Итак, мы, люди индиго , никогда не отличались своим подобием от людей. И всё же были похожи на плазменные диски. То есть мы использовали каждый миллиметр, каждую частичку своего физического тела как информационный носитель. Начиная с шести лет мы проращивали в себе такие информационные кристаллы, что каждый из нас мог не только прослушивать Вселенную, но и передвигаться в космосе без физических аппаратов. Мы прибыли сюда, на Землю, потому что нуждались в пространстве Земли так же, как она нуждалась и нуждается в пространстве нашего космического разума.

Мы оставляли и развивали в себе только те чувства, с которыми рождались. Познавая Бога, мы отказались от возвращения на материнские планеты. Мы опасались, что наши соплеменники, превратившиеся в монстров, установят через нас устойчивую связь с информационным полем Земли и погубят её. И мы отказались от своих информационных потоков, сопутствующих нашей вездесущности. Так мы утратили способность к возвращению домой. Мы понимали, что здесь не обошлось без вмешательства наших соплеменников. А когда пресёкся поток иммигрантов с материнских планет, мы поняли, что, готовя гибель для нас, они уничтожили себя. Нет, нас не радовало, что отныне Земля – наша единственная родина. Но мы были удовлетворены тем, что зло наказано, и ничто уже не мешало нам соответствовать человеческому образу.
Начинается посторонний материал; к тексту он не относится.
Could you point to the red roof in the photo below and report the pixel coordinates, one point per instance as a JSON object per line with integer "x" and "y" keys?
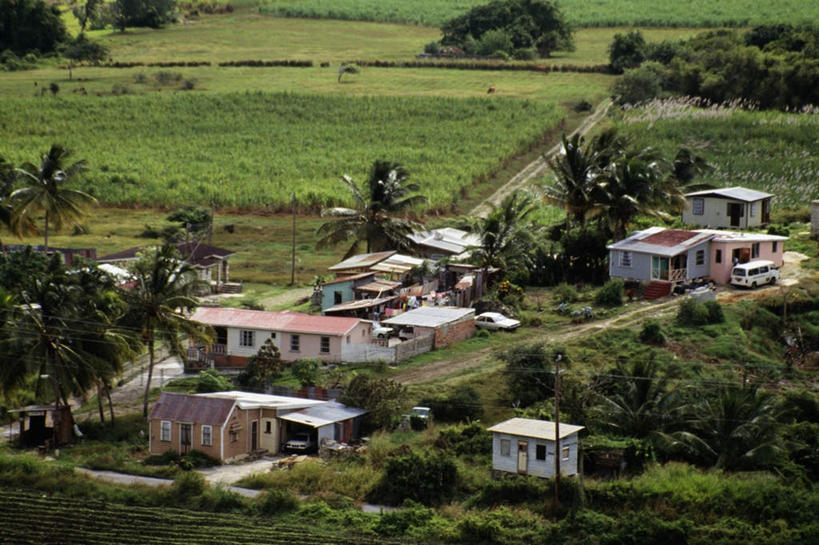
{"x": 195, "y": 409}
{"x": 286, "y": 320}
{"x": 670, "y": 237}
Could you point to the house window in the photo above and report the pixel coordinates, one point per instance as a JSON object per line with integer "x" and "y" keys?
{"x": 625, "y": 259}
{"x": 165, "y": 431}
{"x": 246, "y": 337}
{"x": 207, "y": 436}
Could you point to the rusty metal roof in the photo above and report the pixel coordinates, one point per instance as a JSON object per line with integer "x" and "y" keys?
{"x": 190, "y": 408}
{"x": 291, "y": 322}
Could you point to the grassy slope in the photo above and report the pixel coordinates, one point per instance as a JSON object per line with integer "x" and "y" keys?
{"x": 578, "y": 12}
{"x": 769, "y": 151}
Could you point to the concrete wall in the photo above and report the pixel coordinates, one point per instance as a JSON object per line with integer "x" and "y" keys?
{"x": 539, "y": 468}
{"x": 455, "y": 332}
{"x": 721, "y": 272}
{"x": 640, "y": 269}
{"x": 715, "y": 214}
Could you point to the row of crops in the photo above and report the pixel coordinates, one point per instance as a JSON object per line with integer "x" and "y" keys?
{"x": 769, "y": 151}
{"x": 251, "y": 150}
{"x": 36, "y": 518}
{"x": 704, "y": 13}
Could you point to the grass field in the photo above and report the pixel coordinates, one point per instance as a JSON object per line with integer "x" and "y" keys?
{"x": 769, "y": 151}
{"x": 251, "y": 150}
{"x": 578, "y": 12}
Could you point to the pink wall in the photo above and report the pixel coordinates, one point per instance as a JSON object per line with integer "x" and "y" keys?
{"x": 721, "y": 272}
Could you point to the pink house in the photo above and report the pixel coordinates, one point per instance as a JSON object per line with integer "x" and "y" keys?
{"x": 729, "y": 247}
{"x": 239, "y": 333}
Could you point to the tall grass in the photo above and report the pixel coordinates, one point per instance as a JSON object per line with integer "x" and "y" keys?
{"x": 768, "y": 151}
{"x": 578, "y": 12}
{"x": 251, "y": 150}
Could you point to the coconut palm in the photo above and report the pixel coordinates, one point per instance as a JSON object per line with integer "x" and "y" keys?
{"x": 735, "y": 428}
{"x": 373, "y": 221}
{"x": 506, "y": 234}
{"x": 159, "y": 304}
{"x": 45, "y": 191}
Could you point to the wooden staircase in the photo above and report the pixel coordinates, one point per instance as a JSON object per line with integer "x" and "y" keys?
{"x": 657, "y": 289}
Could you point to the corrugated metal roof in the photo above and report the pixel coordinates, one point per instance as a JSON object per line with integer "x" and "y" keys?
{"x": 192, "y": 408}
{"x": 321, "y": 415}
{"x": 736, "y": 193}
{"x": 537, "y": 429}
{"x": 657, "y": 240}
{"x": 292, "y": 322}
{"x": 250, "y": 400}
{"x": 430, "y": 316}
{"x": 362, "y": 261}
{"x": 361, "y": 303}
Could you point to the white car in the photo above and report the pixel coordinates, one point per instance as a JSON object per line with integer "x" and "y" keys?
{"x": 496, "y": 320}
{"x": 754, "y": 273}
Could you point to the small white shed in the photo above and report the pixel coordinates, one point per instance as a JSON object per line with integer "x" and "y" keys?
{"x": 527, "y": 447}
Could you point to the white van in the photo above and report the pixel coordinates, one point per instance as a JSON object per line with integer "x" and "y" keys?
{"x": 754, "y": 273}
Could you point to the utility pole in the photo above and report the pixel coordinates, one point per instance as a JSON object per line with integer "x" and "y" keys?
{"x": 293, "y": 253}
{"x": 557, "y": 429}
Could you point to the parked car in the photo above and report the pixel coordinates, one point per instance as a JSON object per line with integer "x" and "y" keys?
{"x": 382, "y": 332}
{"x": 754, "y": 273}
{"x": 496, "y": 320}
{"x": 301, "y": 442}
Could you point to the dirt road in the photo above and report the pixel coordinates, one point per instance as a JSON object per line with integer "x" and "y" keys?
{"x": 538, "y": 166}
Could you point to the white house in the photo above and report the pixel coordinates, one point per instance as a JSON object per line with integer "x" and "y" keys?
{"x": 730, "y": 207}
{"x": 527, "y": 447}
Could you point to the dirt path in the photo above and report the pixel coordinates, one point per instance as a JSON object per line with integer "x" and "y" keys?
{"x": 538, "y": 166}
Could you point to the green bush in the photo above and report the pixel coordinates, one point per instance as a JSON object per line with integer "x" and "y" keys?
{"x": 276, "y": 501}
{"x": 428, "y": 479}
{"x": 611, "y": 294}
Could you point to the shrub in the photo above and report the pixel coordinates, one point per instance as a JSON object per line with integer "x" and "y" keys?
{"x": 429, "y": 479}
{"x": 276, "y": 501}
{"x": 652, "y": 333}
{"x": 611, "y": 294}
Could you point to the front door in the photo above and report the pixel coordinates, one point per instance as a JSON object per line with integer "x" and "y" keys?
{"x": 185, "y": 437}
{"x": 523, "y": 457}
{"x": 659, "y": 268}
{"x": 735, "y": 213}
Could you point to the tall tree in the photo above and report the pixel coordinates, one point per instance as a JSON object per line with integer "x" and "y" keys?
{"x": 160, "y": 302}
{"x": 45, "y": 191}
{"x": 373, "y": 221}
{"x": 506, "y": 234}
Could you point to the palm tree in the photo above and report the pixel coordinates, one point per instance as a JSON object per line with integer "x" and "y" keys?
{"x": 388, "y": 192}
{"x": 506, "y": 234}
{"x": 160, "y": 302}
{"x": 45, "y": 191}
{"x": 733, "y": 429}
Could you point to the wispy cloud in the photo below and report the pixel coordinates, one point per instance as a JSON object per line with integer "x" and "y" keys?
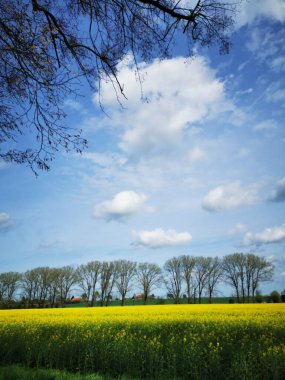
{"x": 6, "y": 222}
{"x": 238, "y": 229}
{"x": 159, "y": 238}
{"x": 229, "y": 196}
{"x": 278, "y": 194}
{"x": 250, "y": 11}
{"x": 269, "y": 235}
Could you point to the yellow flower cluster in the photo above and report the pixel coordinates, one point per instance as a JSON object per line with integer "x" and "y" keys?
{"x": 167, "y": 341}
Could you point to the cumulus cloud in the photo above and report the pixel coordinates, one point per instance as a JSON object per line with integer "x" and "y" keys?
{"x": 121, "y": 207}
{"x": 278, "y": 194}
{"x": 269, "y": 235}
{"x": 229, "y": 196}
{"x": 6, "y": 222}
{"x": 176, "y": 95}
{"x": 159, "y": 238}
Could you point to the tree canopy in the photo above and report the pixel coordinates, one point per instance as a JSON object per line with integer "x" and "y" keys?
{"x": 48, "y": 47}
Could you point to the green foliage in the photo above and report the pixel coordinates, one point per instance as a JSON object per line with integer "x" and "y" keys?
{"x": 15, "y": 372}
{"x": 195, "y": 349}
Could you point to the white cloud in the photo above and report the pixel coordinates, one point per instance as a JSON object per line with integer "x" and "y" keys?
{"x": 266, "y": 125}
{"x": 269, "y": 235}
{"x": 5, "y": 222}
{"x": 195, "y": 154}
{"x": 47, "y": 244}
{"x": 159, "y": 238}
{"x": 278, "y": 194}
{"x": 229, "y": 196}
{"x": 249, "y": 11}
{"x": 238, "y": 229}
{"x": 122, "y": 206}
{"x": 177, "y": 94}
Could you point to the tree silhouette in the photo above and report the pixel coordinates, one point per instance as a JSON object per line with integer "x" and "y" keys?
{"x": 48, "y": 47}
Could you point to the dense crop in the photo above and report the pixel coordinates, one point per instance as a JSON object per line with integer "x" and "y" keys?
{"x": 186, "y": 341}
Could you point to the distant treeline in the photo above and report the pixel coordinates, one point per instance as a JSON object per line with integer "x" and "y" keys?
{"x": 188, "y": 276}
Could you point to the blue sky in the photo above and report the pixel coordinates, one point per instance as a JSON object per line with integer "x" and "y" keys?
{"x": 196, "y": 168}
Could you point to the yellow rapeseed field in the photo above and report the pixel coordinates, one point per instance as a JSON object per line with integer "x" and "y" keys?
{"x": 167, "y": 341}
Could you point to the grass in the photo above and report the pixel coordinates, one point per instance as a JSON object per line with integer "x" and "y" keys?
{"x": 197, "y": 342}
{"x": 16, "y": 372}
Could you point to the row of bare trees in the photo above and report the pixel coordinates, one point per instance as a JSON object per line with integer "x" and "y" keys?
{"x": 193, "y": 276}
Опасаясь потерять новую родину, мы вымолили у Бога возможность в наиболее трагические времена, грозящие земному разуму гибелью, рождать особо одарённых людей, способных быть Звёздным Спасом грядущему небу и земле. Способных посещать прошлые миры материнских планет, миры, которые запечатаны и выветриваются как исчерпавшие себя. Миры, подобные миражам в пустыне, возникающим в пустоте и в пустоте исчезающим, потому что в них нет живого времени, а только пергамент пространства, свёрнутого в мельчайшую световую корпускулу.
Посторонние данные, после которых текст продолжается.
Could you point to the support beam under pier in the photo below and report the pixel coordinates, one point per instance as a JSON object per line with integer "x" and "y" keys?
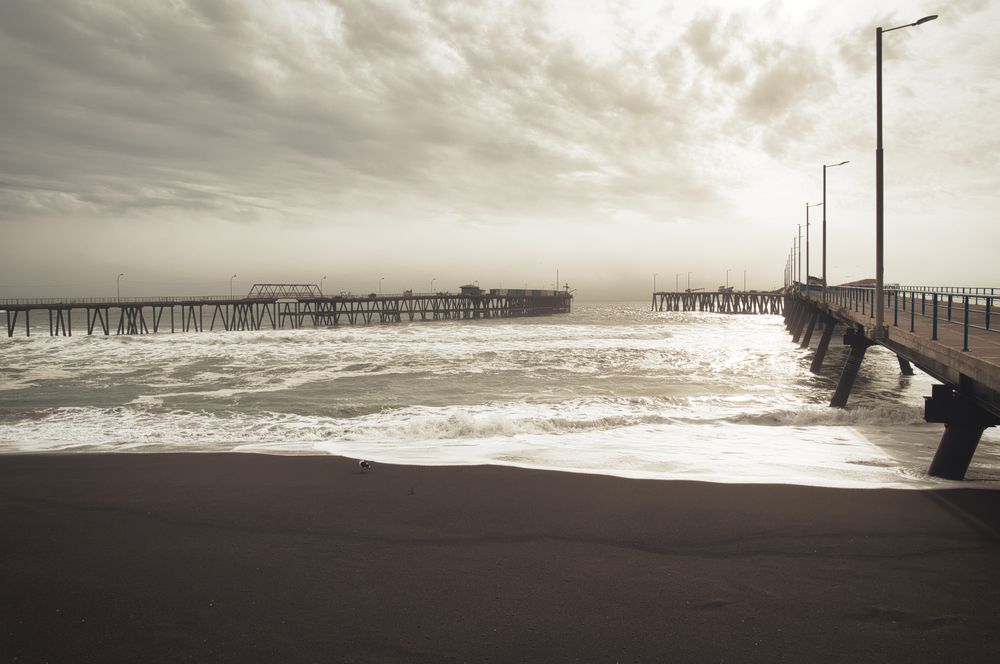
{"x": 800, "y": 323}
{"x": 964, "y": 423}
{"x": 807, "y": 337}
{"x": 859, "y": 344}
{"x": 829, "y": 323}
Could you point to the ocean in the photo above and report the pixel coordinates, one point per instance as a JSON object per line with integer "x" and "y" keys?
{"x": 612, "y": 388}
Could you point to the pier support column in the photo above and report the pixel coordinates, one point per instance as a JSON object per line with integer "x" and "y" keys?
{"x": 800, "y": 323}
{"x": 964, "y": 423}
{"x": 829, "y": 324}
{"x": 859, "y": 345}
{"x": 807, "y": 337}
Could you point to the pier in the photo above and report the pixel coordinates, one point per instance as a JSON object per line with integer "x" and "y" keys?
{"x": 949, "y": 333}
{"x": 722, "y": 301}
{"x": 278, "y": 306}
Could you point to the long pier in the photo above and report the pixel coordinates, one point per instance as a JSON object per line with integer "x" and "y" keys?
{"x": 722, "y": 301}
{"x": 950, "y": 334}
{"x": 278, "y": 306}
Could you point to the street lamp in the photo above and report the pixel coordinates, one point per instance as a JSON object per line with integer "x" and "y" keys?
{"x": 879, "y": 191}
{"x": 807, "y": 243}
{"x": 826, "y": 166}
{"x": 798, "y": 264}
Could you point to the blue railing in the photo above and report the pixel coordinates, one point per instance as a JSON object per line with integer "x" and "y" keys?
{"x": 973, "y": 308}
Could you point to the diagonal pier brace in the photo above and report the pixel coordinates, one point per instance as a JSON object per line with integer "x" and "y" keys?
{"x": 859, "y": 344}
{"x": 829, "y": 323}
{"x": 964, "y": 422}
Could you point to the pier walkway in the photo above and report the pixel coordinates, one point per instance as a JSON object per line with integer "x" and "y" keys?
{"x": 278, "y": 306}
{"x": 949, "y": 333}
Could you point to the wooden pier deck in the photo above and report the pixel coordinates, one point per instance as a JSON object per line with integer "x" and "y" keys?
{"x": 949, "y": 335}
{"x": 278, "y": 306}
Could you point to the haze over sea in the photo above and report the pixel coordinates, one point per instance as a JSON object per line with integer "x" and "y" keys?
{"x": 612, "y": 388}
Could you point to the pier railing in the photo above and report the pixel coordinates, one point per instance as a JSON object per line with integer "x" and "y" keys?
{"x": 970, "y": 308}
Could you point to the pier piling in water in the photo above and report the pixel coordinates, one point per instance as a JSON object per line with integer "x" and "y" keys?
{"x": 964, "y": 424}
{"x": 859, "y": 346}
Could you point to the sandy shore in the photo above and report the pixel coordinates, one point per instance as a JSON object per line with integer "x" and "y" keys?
{"x": 245, "y": 558}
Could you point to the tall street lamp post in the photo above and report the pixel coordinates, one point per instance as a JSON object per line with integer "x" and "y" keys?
{"x": 879, "y": 191}
{"x": 798, "y": 263}
{"x": 807, "y": 242}
{"x": 826, "y": 166}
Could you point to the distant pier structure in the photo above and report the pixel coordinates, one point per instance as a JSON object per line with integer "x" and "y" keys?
{"x": 279, "y": 306}
{"x": 723, "y": 301}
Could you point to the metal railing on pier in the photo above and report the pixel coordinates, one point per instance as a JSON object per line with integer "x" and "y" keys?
{"x": 970, "y": 308}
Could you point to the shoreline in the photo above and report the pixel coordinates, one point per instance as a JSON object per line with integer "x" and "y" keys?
{"x": 253, "y": 557}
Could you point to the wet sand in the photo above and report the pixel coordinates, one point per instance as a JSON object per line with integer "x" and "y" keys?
{"x": 247, "y": 558}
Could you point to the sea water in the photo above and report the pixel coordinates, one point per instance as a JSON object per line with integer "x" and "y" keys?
{"x": 612, "y": 388}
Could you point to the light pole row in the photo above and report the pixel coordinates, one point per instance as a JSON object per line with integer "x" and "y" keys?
{"x": 793, "y": 265}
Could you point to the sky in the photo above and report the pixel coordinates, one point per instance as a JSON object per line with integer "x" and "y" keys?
{"x": 400, "y": 145}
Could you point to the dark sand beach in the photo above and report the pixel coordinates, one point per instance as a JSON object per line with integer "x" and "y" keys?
{"x": 247, "y": 558}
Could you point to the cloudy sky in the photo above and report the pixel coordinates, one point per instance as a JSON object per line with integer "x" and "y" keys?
{"x": 183, "y": 141}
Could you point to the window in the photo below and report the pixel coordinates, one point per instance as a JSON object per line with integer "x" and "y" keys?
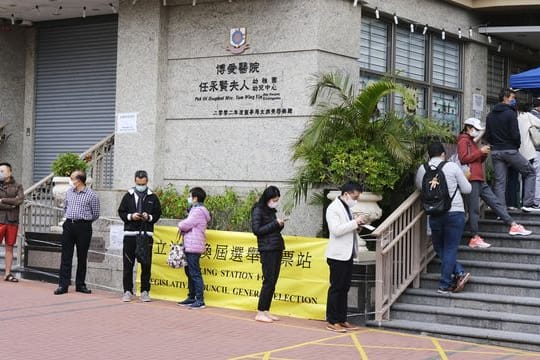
{"x": 373, "y": 50}
{"x": 434, "y": 75}
{"x": 410, "y": 54}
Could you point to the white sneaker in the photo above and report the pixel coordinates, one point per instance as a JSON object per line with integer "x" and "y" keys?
{"x": 145, "y": 297}
{"x": 127, "y": 296}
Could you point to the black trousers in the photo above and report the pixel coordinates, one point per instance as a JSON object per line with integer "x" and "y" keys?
{"x": 74, "y": 234}
{"x": 129, "y": 261}
{"x": 271, "y": 264}
{"x": 340, "y": 283}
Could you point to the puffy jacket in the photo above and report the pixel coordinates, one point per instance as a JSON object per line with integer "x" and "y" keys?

Теперь мы не остерегались зловредных братьев и поставили целью превратить Землю в колыбель человечества. Нашей главной сутью был девиз, как у мушкетёров: один за всех и все за одного. Мы учли всё, чтобы стать истинными землянами, и вместе с ними начали своё восхождение к настоящей цивилизации – с первобытного огня.

В трагические времена под влиянием Божией воли или так называемого спасительного тяготения светил среди землян рождались мы, люди индиго. Люди с особой миссией , миссией, которую являл миру или отворял самый лучший, самый продвинутый из нас – Звёздный Ключик или Звёздный Спас. Пять цивилизаций сменилось на Земле. И всякий раз, спасши человечество и Землю, люди индиго исчезали, уходили, как сквозь песок. Они не смели творить новую цивилизацию, потому что вместе с ними, как атавизм, всякий раз являлись братья-монстры – неистребимый каинов род.